Вот и съездила, бабушка, говорила она самой себе. Афера, чистая афера. Вчера, случайно услышав, как внучкин муж сказал кому-то в телефон: «…Восьмая больница, автобус прямо от памятника Свободы», она еще не знала, что ноги сами приведут сегодня к этому автобусу, и она будет трястись через весь город, а потом вознесется на шестнадцатый этаж, где будет смотреть на зловещие часы, услышит непонятное слово «реанимация» для того только, чтобы так и не повидаться с внучкой, больной неизвестно чем, но так страшно, что к ней не пускают.

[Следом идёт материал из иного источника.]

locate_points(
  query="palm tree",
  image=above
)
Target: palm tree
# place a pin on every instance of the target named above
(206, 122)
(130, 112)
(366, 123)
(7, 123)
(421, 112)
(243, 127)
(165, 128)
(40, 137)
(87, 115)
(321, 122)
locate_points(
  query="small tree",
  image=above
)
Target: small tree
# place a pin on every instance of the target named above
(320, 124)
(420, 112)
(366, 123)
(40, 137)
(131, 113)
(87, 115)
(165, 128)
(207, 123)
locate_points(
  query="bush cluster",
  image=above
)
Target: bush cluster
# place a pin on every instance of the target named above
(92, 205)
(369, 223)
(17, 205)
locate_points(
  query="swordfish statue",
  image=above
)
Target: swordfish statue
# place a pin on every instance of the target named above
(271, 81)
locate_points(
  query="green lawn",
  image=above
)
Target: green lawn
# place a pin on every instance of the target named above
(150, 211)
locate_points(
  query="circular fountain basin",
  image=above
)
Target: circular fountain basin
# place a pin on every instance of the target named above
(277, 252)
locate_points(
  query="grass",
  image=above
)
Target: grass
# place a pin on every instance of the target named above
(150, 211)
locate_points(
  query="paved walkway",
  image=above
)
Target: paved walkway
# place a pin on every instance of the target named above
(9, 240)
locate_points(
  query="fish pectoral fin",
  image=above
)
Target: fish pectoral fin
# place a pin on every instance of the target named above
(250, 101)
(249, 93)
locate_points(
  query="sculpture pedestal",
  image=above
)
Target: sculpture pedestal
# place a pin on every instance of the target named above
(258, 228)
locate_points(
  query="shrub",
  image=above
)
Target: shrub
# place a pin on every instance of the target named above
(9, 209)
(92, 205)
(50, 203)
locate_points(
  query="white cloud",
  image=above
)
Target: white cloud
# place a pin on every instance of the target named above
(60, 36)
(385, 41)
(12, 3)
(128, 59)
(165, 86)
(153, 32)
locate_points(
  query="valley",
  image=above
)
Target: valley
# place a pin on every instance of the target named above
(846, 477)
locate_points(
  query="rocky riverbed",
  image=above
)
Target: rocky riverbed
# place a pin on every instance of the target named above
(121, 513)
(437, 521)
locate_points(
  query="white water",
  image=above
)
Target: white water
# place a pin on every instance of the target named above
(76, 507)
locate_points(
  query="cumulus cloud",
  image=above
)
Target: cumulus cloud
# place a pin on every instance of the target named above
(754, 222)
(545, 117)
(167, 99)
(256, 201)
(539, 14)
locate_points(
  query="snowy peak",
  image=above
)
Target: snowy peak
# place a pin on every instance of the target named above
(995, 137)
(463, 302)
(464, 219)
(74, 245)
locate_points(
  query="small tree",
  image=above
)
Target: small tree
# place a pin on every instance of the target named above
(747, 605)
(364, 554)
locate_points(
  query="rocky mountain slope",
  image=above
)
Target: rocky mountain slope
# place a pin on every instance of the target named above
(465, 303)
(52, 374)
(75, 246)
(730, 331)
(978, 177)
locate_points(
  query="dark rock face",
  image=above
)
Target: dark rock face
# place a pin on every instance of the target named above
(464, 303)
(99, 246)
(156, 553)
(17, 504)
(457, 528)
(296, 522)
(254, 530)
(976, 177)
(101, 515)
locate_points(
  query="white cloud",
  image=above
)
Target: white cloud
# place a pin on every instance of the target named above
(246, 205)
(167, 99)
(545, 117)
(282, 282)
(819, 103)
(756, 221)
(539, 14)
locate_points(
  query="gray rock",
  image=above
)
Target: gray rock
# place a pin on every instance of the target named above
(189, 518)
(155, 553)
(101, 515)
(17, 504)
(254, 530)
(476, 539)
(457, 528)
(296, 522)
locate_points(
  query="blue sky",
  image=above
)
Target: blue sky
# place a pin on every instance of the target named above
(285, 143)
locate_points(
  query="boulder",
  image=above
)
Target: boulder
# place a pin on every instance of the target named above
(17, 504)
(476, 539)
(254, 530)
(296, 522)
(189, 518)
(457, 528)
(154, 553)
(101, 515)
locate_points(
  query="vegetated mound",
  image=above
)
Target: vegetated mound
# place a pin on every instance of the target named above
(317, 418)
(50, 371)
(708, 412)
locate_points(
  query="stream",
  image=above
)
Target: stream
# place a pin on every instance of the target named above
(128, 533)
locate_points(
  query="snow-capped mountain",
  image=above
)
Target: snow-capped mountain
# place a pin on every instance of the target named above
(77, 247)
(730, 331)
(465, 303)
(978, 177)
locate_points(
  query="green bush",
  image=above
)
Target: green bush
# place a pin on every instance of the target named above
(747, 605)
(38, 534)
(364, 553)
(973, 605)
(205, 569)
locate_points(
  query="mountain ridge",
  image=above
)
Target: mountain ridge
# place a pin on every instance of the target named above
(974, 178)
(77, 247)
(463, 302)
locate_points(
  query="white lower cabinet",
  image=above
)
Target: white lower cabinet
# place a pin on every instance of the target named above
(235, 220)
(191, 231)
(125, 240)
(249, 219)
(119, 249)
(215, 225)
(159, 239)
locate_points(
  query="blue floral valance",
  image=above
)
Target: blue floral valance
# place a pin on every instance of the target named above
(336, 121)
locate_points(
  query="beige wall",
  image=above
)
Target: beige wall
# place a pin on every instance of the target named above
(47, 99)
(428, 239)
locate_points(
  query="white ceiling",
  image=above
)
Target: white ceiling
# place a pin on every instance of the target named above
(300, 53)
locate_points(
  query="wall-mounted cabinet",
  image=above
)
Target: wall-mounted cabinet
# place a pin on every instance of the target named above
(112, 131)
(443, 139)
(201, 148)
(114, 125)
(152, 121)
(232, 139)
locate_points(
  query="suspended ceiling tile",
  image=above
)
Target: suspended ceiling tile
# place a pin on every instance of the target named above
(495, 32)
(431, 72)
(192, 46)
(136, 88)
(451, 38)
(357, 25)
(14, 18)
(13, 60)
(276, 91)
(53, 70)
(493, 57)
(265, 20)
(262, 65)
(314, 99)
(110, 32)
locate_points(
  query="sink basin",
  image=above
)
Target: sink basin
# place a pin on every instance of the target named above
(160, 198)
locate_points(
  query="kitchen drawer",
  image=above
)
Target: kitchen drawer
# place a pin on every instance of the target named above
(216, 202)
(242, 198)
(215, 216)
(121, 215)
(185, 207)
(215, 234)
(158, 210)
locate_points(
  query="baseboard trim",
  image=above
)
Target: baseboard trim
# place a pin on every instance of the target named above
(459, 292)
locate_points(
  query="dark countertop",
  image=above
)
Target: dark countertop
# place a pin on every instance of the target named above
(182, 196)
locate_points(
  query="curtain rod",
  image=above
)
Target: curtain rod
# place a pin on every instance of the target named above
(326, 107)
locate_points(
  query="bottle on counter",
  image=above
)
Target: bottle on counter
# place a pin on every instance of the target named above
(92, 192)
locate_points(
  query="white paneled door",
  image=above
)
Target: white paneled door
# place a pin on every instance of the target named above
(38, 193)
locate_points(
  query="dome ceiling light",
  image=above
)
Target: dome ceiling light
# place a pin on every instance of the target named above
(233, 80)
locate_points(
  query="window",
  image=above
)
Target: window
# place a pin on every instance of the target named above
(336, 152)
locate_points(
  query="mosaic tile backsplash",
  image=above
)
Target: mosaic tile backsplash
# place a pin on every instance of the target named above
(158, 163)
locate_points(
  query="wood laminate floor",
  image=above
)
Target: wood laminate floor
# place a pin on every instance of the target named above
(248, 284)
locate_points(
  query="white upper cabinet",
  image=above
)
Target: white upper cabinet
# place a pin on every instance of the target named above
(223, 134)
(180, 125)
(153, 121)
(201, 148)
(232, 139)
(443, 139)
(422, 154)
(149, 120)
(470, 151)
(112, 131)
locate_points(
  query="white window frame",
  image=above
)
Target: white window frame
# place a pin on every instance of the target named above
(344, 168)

Автобус несся быстро, словно истосковавшись по дороге. За окном, как на экране телевизора, мелькали одинаковые серые дома, июньская щедрая зелень и разноцветные машины. На конечной остановке бабушка опять вышла последней. Потом был трамвай, а когда оказалась дома, что-то произошло, о чем она, как ни старалась, вспомнить не могла. Знала твердо, что комната была залита предзакатным светом, и привычно сняла платок, а потом вдруг увидела матово белеющую подушку рядом. Вторая лежала под головой. Как она очутилась на кровати, даже не переодевшись – только туфли скинула – и сколько времени прошло? На улице горели фонари, и небо от этого было бледно-сиреневым. Включив лампу, поднесла к глазам будильник: десять минут одиннадцатого. Куда делся кусок времени – и жизни, ведь был седьмой час?..
«Натопалась, бабушка», – сказала негромко. Выпить чаю, потом затеплить лампадки – и спать. Встав, включила телевизор, хотя программу «Время» пропустила. Во весь небольшой экран прямо на нее неслась бесцветная дорога, по краям мелькали дома, одинаковые, как вафли из пачки. Такое уже показывали, недавно совсем. Равнодушно повернула рычажок, отправив скучную дорогу мчаться навстречу кому-то другому. Не забыть часы завести. Сначала старый, довоенный еще будильник, давно оглохший и потому разучившийся будить, но исправно стрекочущий время ее жизни. Бабушка бережно повернула его и, придерживая левой ладонью циферблат, начала осторожно крутить тугой металлический бантик, прямо над изогнутой стрелкой и надписью на когда-то привычном немецком языке: «gegensinnig». И немецкий забыт, и глаза не видят, да это и не нужно: пальцы привычно крутят маленький железный бантик «к себе». Этот старомодный никелированный будильник, бросающий вызов ходу времени, не казался ей ни смешным, ни нелепым. Потом взяла в руки второй, маленький и изящный, с плоской иглой секундной стрелки, и долго пыталась поймать бессильными глазами движение этой стрелки. Внучка привезла из Ленинграда, когда в командировку ездила. Господи!.. Лелька! Шестнадцатый этаж… И так, с прижатым к груди будильником, опустилась на стул.